Tenuta Pradase/Valdo 2020 Valdobbiadene Metodo Classico Brut        93

I first got to know this amazing wine through my association with Micro Mega Wines (MMW), the thematic area I created and still curate for Vinitaly that is only devoted to small-batch wines. For a winery to belong or be allowed participation into the MMW fold, it doesn’t matter if it is large or small, provided it also has a separate project or section of its portfolio devoted to a high quality wine or wines produced in small lots only; and so it was with Valdo, and their Tenuta Pradase.

Valdo is one of the biggest volume producers of sparkling wine in Italy and though their Proseccos are perfectly fine and in fact better than might be expected given the production numbers, it’s not offensive to say that when people think of great Prosecco it’s names like Silvano Follador, Adami, Ruggeri, Nino Franco or Col Vetoraz that come to mind. But Valdo is a quality, class act, and none proves this better than their amazing Tenuta Pradase, a small jewel of an estate characterized by a unique vineyard of very old vines typical of Veneto and of the Prosecco production area specifically. This vineyard, very logically called “the library” (or biblioteca) is home to many old local varieties that have always called the trevigiano area of Veneto their home. While nowadays most Prosecco is reportedly made with the Glera variety, this is in fact an historical fallacy, given that in the past Prosecco wine was always made with a blend of different grape varieties, each of which brought something unique to the final blend. For example, Bianchetta Trevigiana brought backbone, Verdiso brought acidity, Perera brought perfume. Today everyone uses Glera and very little if anything else, and this for a number of convenient reasons (for example, Perera, which is -by far- the best of all those grapes, succumbs easily to oidium and also ripens at a different time of the year than do the others so it cannot really be harvested in one fell swoop with all the others, making it so that nobody wants to work with it). But that’s a shame, because every Prosecco made, bar none, with even small percentages of the other varieties are almost always more complex and interesting than 100% Glera wines alone. A case in point is Valdo’s amazing Tenuta Pradase wine, which has just officially undergone a name change: it will be now called Vigna Pradase, but trust me, here, it’s not so much the message outside the bottle that counts, the important message is the one that’s inside the bottle. And it’s a really good message.
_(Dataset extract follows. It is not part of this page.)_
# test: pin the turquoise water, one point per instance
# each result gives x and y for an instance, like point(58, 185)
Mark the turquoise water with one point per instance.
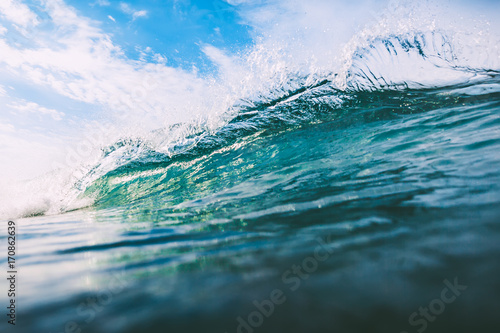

Luminous pale straw-green in colour, the nose offers very pretty and pure aromas of white peach, green apple, mint, lemon verbena and jasmine. Then utterly precise and marvelously delineated in the mouth too, with flavours similar to the aromas and a juicy whiplash of steely acidity nicely extending the flavours on the long, taut, crystalline finish. This has a lot more common with a Blanc de Blancs Champagne than it does with most Proseccos. When all is said and done, you won’t find too may Italian sparkling wines better than this one. Drinking window: 2023-2026.